Metabolism Unit, Laboratory of Clinical Investigation, National Institute on Aging, National Institutes of Health, Baltimore, Maryland, United States of America.
PLoS One. 2012;7(5):e36911. doi: 10.1371/journal.pone.0036911. Epub 2012 May 14.

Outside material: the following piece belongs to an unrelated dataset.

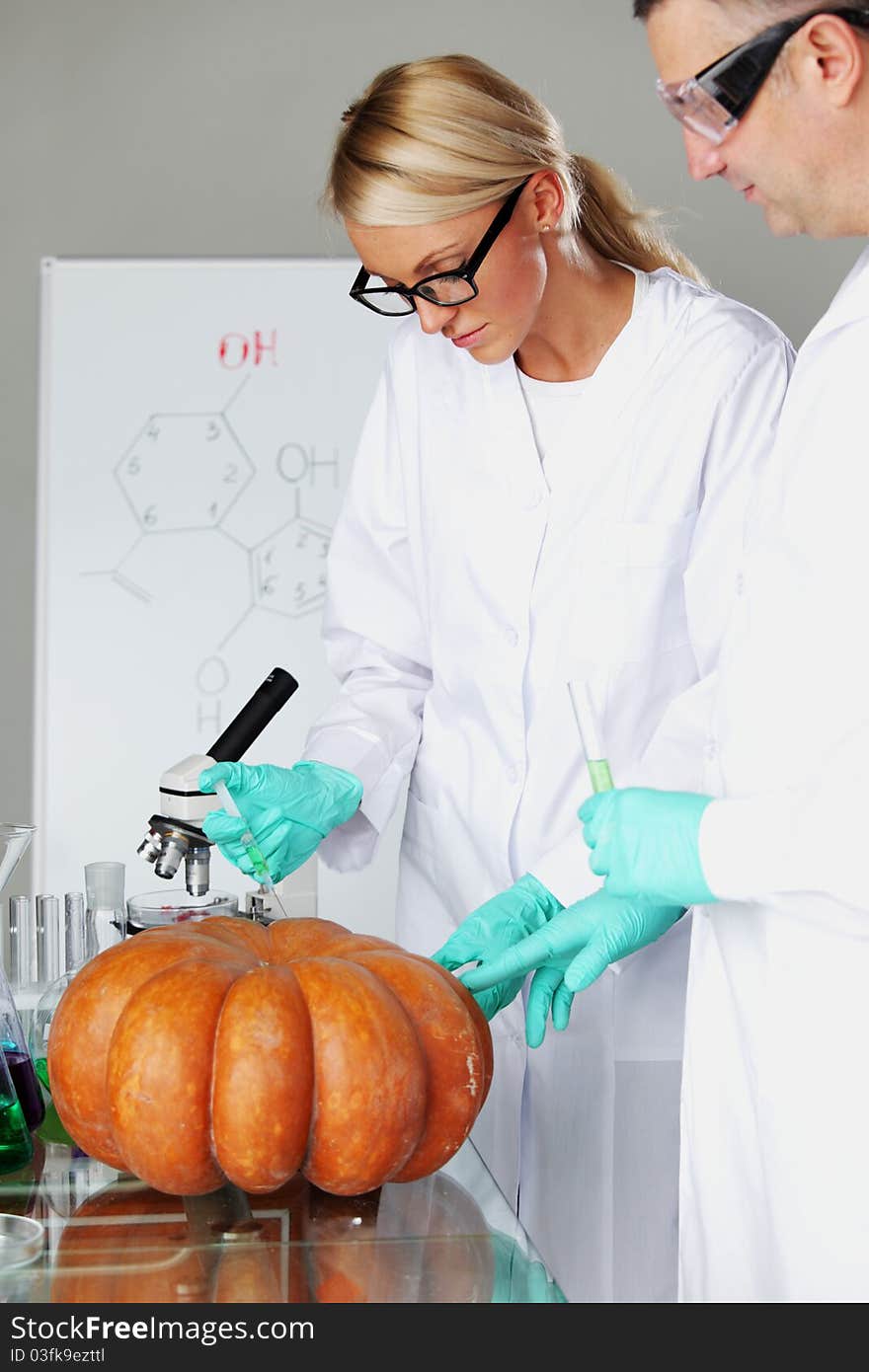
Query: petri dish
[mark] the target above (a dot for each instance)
(21, 1241)
(173, 906)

As pharmacological data sets become increasingly large and complex, new visual analysis and filtering programs are needed to aid their appreciation. One of the most commonly used methods for visualizing biological data is the Venn diagram. Currently used Venn analysis software often presents multiple problems to biological scientists, in that only a limited number of simultaneous data sets can be analyzed. An improved appreciation of the connectivity between multiple, highly-complex datasets is crucial for the next generation of data analysis of genomic and proteomic data streams. We describe the development of VENNTURE, a program that facilitates visualization of up to six datasets in a user-friendly manner. This program includes versatile output features, where grouped data points can be easily exported into a spreadsheet. To demonstrate its unique experimental utility we applied VENNTURE to a highly complex parallel paradigm, i.e. comparison of multiple G protein-coupled receptor drug dose phosphoproteomic data, in multiple cellular physiological contexts. VENNTURE was able to reliably and simply dissect six complex data sets into easily identifiable groups for straightforward analysis and data output. Applied to complex pharmacological datasets, VENNTURE's improved features and ease of analysis are much improved over currently available Venn diagram programs. VENNTURE enabled the delineation of highly complex patterns of dose-dependent G protein-coupled receptor activity and its dependence on physiological cellular contexts. This study highlights the potential for such a program in fields such as pharmacology, genomics, and bioinformatics.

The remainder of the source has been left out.